Rosalie Hart, Eckel’s main character, runs an organic farm. After much hard work, Rosalie has recently received certification that her farm is truly organic. Unfortunately, her neighbor Kline has decided to spray his winter wheat with toxic chemicals. Clearly, Kline’s proximity to Rosalie’s farm puts Rosalie’s organic farming in jeopardy. It’s no spoiler to say that Tyler ends up dead early in the story.  Quite naturally, Rosalie, her boyfriend and partner in the farm and their farmhand Bini are all suspects. And why not? After all, Kline was a danger to the organic status.  

To complicate matters, Rosalie is hosting a cooking school at her Day Lily Café. Besides liking mysteries, I also like mysteries that feature a special skill. In this case, Rosalie exhibits two special skills: cooking and organic farming.

As readers must expect, the story does not follow a straight line. Surely, there are other suspects in Kline’s death. That’s what makes the mystery satisfying to read—unearthing the puzzle pieces and putting them together. Read Mystery at Windswept Farm to discover all of the secrets.

The Book Whisperer Discovers Updated News Stories


As a self-proclaimed Book Whisperer, I was drawn to read More After the Break: A Reporter Returns to Ten Unforgettable News Stories by Jen Maxfield.
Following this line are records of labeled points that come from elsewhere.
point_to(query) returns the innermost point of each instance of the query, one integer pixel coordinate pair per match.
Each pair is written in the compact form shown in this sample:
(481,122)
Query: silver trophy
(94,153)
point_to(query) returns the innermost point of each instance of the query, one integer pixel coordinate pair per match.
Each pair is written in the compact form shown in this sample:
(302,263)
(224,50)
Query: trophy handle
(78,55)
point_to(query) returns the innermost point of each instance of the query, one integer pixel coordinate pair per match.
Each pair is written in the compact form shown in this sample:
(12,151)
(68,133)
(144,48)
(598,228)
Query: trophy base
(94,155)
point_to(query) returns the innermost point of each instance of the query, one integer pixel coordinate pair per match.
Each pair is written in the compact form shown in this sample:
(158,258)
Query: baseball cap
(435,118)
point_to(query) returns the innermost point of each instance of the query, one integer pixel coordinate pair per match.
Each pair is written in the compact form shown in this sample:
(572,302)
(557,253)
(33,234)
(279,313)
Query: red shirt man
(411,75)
Maxfield spent years as a TV news reporter. We all know the stories we see on TV news reports generally have an ephemeral life. Maxfield revisits some of her most important stories featuring unforgettable people. Maxfield returns to meaningful stories and gives readers additional insight into the people involved.

Like her TV reporting skill, Maxfield’s writing skills are equally compelling.  She begins with “The Door Knock.” In it, Maxfield describes encountering a woman whose grandson had been murdered in a drive=by shooting. Some time later, Maxfield asks Gloria Sexton, the young man’s grandmother, for another interview—a follow-up story. She goes on to describe how she decided to write the stories in the book and about revisiting them.

While I was captivated by all of the stories, several stand out to me. Those include “The Long Way Home” and “A Daughter’s Love.” I also appreciate the way Maxfield brings the readers’ attention back to her introduction with her concluding story, “The Door Knock, Revisited.” Maxfield discovers for herself and her readers what happened later, after the public attention had turned away from the story. By returning to the stories, Maxfield gives her readers additional information and another look into the lives of people who were affected.

These stories can be read in the order in which they appear in the book or they can be read in any sequence that strikes individual readers. I like that notion that one can return to the stories and gain something extra with each reading.